Wednesday, April 2, 2014

Campaign-Sign Slalom

Your ambitions, your attempts at getting underway
At getting into power, at getting in the way
Are, in the last matter, already making hay.
You, as your kind is wont to be, are already a pain.
So I cannot help but find the mirth in seeing your campaign
Toppled by ordinary wind and ordinary rain.

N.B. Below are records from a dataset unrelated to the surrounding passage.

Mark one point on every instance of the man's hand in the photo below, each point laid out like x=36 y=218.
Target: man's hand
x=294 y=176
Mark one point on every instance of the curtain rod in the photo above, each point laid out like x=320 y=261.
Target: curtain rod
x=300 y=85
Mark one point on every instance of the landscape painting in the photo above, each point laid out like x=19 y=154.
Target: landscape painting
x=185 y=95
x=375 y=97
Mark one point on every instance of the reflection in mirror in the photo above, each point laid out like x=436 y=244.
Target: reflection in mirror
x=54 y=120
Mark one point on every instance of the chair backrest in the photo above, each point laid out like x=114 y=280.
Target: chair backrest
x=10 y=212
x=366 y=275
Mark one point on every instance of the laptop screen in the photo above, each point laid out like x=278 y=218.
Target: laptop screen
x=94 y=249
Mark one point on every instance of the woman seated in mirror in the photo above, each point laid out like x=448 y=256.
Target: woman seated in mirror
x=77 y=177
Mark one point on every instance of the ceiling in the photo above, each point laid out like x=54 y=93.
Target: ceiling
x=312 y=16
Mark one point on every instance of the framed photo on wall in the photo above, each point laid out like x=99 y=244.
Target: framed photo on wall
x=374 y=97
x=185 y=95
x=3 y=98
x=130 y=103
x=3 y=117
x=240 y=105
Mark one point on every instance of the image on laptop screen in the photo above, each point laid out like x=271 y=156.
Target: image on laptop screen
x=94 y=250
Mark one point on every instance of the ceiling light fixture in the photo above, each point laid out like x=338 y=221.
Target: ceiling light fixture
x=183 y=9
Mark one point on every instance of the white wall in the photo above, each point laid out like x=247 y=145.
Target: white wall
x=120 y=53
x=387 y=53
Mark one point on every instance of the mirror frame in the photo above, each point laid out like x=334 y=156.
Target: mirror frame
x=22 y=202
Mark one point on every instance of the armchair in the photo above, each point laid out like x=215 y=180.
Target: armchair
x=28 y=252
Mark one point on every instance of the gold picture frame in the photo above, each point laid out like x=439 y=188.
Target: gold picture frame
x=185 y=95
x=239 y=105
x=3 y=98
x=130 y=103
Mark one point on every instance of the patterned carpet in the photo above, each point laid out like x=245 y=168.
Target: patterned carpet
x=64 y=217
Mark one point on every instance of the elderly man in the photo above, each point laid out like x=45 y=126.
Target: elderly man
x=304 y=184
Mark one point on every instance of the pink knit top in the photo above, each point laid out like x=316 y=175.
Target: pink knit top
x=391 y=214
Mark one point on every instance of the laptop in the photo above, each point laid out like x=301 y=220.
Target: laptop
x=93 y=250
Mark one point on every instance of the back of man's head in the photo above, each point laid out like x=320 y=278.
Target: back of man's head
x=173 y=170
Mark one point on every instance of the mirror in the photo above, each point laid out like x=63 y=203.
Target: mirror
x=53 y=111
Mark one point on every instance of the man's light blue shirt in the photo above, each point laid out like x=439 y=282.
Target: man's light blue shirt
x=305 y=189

So This Is How Liberty Dies?

Liberty dying a death of a thousand papercuts
Makes me want to kick five hundred thirty-five butts.
If Liberty dying is Overpopulation Culture's effect,
I don't know what less I could expect,
But if Liberty dies on the lips of some Hollywood actress,
I'm gonna have to get my seven dollars and fifty cents back.

To an Ingenue, Recent Rediscoverer of Political Incorrectness

You've been bringing hockey gloves to a fistfight.
You've been wearing oven mitts to a microwave.
You've been wearing sunglasses at a quarter 'til midnight.
Is it time to throw the shovel back in your own grave?
You've been tip-toeing around a rock-festival concert.
You've been keeping your punches two feet above the belt.
Maybe it's time to stop worrying if it hurts,
and starting to think about making your presence felt.